Polymorphisms in immune-rerated proteins and viral spike proteins are high and complicate host-virus interactions. Therefore, diversity analysis of the protein structures is essential to understand the mechanism of the immune system. However, experimental methods, including X-ray crystallography, nuclear magnetic resonance, and cryo-electron microscopy, have several problems: (i) they are conducted under different conditions from the actual cellular environment, (ii) they are laborious, time-consuming, and expensive, and (iii) they do not provide information on their thermodynamic behaviors. In this paper, we propose a computational method to solve these problems by using MD simulations, persistent homology, and a Bayesian statistical model. We apply our method to eight types of HLA-DR complexes to evaluate the structural diversity. The results show that our method can correctly discriminate the intrinsic structural variations caused by amino acid mutations from the random fluctuations caused by thermal vibrations. In the end, we discuss the applicability of our method in combination with existing deep learning-based methods for protein structure analysis.

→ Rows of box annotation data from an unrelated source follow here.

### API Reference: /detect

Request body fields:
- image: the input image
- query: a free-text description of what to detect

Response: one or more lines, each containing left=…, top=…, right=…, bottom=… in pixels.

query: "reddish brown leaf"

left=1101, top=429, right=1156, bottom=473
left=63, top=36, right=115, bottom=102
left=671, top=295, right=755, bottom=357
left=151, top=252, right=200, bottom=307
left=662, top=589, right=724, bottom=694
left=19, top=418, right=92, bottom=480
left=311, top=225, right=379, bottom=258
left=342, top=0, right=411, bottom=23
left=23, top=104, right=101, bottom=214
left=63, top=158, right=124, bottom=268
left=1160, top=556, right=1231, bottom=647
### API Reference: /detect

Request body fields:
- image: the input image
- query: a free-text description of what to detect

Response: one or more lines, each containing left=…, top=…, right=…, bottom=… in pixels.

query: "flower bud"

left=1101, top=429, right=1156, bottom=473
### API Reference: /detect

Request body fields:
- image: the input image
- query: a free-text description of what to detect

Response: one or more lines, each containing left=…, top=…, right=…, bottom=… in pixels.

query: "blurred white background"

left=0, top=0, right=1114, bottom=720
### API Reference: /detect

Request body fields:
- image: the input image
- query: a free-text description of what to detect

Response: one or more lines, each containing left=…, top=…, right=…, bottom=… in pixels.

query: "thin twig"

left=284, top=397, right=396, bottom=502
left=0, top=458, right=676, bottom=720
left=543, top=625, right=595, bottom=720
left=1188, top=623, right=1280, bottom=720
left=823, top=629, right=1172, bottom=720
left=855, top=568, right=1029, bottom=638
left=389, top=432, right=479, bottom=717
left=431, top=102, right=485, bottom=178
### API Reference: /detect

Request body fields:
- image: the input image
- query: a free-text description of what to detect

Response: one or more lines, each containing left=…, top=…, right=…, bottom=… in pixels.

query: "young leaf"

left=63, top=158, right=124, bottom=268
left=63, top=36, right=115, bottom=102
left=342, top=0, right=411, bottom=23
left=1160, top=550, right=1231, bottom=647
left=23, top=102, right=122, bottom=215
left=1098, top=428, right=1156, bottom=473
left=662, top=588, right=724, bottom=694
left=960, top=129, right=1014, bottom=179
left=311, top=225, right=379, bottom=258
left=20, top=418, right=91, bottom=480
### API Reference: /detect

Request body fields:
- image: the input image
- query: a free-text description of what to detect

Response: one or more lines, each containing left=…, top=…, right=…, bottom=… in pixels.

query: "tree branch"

免疫相关蛋白和病毒刺突蛋白的多态性很高，使宿主-病毒相互作用复杂化。因此，蛋白质结构的多样性分析对于理解免疫系统的机制至关重要。然而，包括 X 射线晶体学、核磁共振和冷冻电子显微镜在内的实验方法存在几个问题：(i) 它们是在与实际细胞环境不同的条件下进行的，(ii) 它们费力、耗时，并且昂贵，并且（iii）它们不提供有关其热力学行为的信息。在本文中，我们提出了一种计算方法，通过使用 MD 模拟、持久同源性和贝叶斯统计模型来解决这些问题。我们将我们的方法应用于八种类型的 HLA-DR 复合体以评估结构多样性。结果表明，我们的方法可以正确地区分由氨基酸突变引起的内在结构变异与由热振动引起的随机波动。最后，我们结合现有的基于深度学习的蛋白质结构分析方法，讨论了我们的方法的适用性。